Although the process - implemented in various stages - only began relatively recently, results have already been seen. For example, 15 institutions of higher learning were integrated between 2013 and 2015, while 2016 saw a similar number undergo the same process in Havana, where it has been particularly difficult to integrate certain structures.
According to information provided by Dr. José Ramón Saborido Loidi, minister of Higher Education, the capital’s higher institutes of Technology and Applied Sciences, as well as Design are being integrated into the University of Havana.
Likewise, the Universities of Pedagogical Sciences, and of Physical Culture and Sports Science now come under the umbrella of the Ministry of Higher Education (MES).

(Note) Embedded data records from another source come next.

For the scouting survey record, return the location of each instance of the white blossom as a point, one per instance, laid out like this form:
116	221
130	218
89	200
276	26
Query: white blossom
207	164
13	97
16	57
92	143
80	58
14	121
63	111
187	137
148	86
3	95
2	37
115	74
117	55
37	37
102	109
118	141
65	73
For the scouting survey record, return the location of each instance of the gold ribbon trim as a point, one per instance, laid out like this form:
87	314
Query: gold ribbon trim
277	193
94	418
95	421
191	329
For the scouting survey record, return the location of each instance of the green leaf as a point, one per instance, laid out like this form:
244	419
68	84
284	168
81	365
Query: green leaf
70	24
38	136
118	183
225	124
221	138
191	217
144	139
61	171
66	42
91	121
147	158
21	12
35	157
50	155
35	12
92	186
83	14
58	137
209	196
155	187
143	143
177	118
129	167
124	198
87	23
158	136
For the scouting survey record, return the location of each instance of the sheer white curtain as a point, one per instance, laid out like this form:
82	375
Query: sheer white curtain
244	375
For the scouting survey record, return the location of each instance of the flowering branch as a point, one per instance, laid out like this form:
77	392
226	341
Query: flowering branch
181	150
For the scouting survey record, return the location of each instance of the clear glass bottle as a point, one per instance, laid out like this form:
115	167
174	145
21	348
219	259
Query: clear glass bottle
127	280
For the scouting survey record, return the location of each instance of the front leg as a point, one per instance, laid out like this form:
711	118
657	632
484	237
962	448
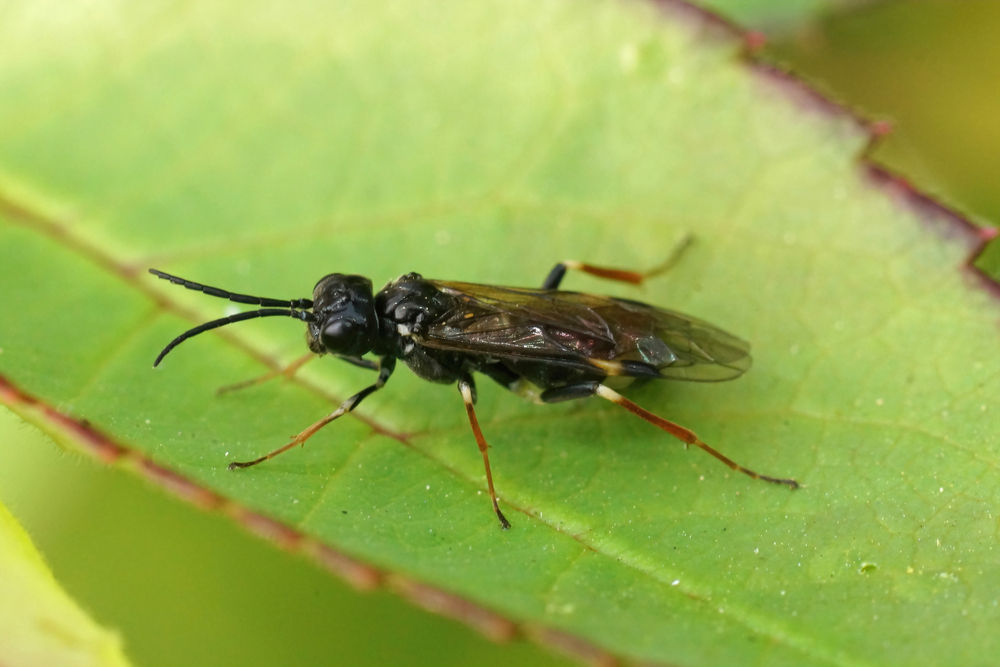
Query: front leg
386	366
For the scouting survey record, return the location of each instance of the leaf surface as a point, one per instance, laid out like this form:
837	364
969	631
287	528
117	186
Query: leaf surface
258	146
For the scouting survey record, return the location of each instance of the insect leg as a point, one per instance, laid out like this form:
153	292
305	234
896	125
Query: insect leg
467	388
387	364
681	433
635	277
288	371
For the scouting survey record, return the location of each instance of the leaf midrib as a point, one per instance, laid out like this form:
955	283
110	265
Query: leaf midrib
760	624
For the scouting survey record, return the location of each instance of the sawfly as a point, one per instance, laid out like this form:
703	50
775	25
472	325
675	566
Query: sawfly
548	344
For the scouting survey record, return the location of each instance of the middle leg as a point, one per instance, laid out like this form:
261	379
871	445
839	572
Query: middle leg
467	389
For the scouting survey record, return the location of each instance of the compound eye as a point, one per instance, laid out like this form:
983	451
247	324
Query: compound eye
340	336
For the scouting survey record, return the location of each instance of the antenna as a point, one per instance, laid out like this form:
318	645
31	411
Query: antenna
287	308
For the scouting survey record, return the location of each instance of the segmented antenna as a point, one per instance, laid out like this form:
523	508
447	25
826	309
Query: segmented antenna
286	308
238	298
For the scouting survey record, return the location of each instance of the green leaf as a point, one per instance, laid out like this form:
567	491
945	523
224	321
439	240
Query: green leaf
40	623
258	146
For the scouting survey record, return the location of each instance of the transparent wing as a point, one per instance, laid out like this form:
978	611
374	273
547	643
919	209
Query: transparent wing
510	322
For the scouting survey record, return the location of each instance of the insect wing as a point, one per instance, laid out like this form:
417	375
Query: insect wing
571	327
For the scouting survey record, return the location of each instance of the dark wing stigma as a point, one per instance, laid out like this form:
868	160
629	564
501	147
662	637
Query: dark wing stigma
521	323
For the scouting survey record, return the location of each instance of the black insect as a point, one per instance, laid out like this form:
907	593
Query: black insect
545	343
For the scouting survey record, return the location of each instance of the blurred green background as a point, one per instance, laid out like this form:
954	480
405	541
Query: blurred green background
196	589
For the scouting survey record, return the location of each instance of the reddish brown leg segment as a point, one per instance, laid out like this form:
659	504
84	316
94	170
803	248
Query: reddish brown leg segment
387	364
633	277
466	390
288	372
684	435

Meanwhile, the University of the Arts, and Higher Institute of International Relations continue to be attached to the ministries of Culture and Foreign Affairs, respectively.
In this sense Dr. Saborido Loidi stated, “This integration processes is enhancing universities’ internal strengthens, their interaction with society and region, and enabling higher education to have a greater impact on social-economic development.”
He also went on to note, “The aim is to make management more effective and perfect universities’ internal channels of association, and those with the region.”
LOOKING TOWARD THE NEXT FOUR YEARS
Since the integration process began a notable rise has been seen in the quality of the teaching-learning process, as well as improvements to professional training and development, and postgraduate programs; while staff have also benefitted from methodological work and pedagogical preparation.
Not satisfied with these positive results, the Ministry of Higher Education has designed a strategic plan through 2021, focusing on consolidating the internal integration process and perfecting four year part-time courses, offered via distance learning programs.
Looking toward the next four years, higher education institutions will continue to work to uphold their key principle of training increasingly skilled professionals, with a strong commitment to the Revolution.
In order to do so, according to Dr. Saborido Loidi, “Access to higher education must increase and be diversified with the greatest social justice in accordance with national and territorial needs, the quality of academic efficiency raised, more higher education short courses developed, and the undergraduate-employment-postgraduate chain improved.”
Training more doctors, supporting and meeting the development need of professionals; expanding research and development results, and supporting the excellent to work of teaching staff in order to achieve even better results, are all also part of the 2017-2021 plan.
According to Dr. Saborido, universities are gradually aligning themselves with the country’s strategic socio-economic and development guidelines through 2030 while also moving toward becoming institutions with sustainable, human, and modern scientific-technological development, integrated throughout society, the regions and communities; and committed to the development of a progressive social project.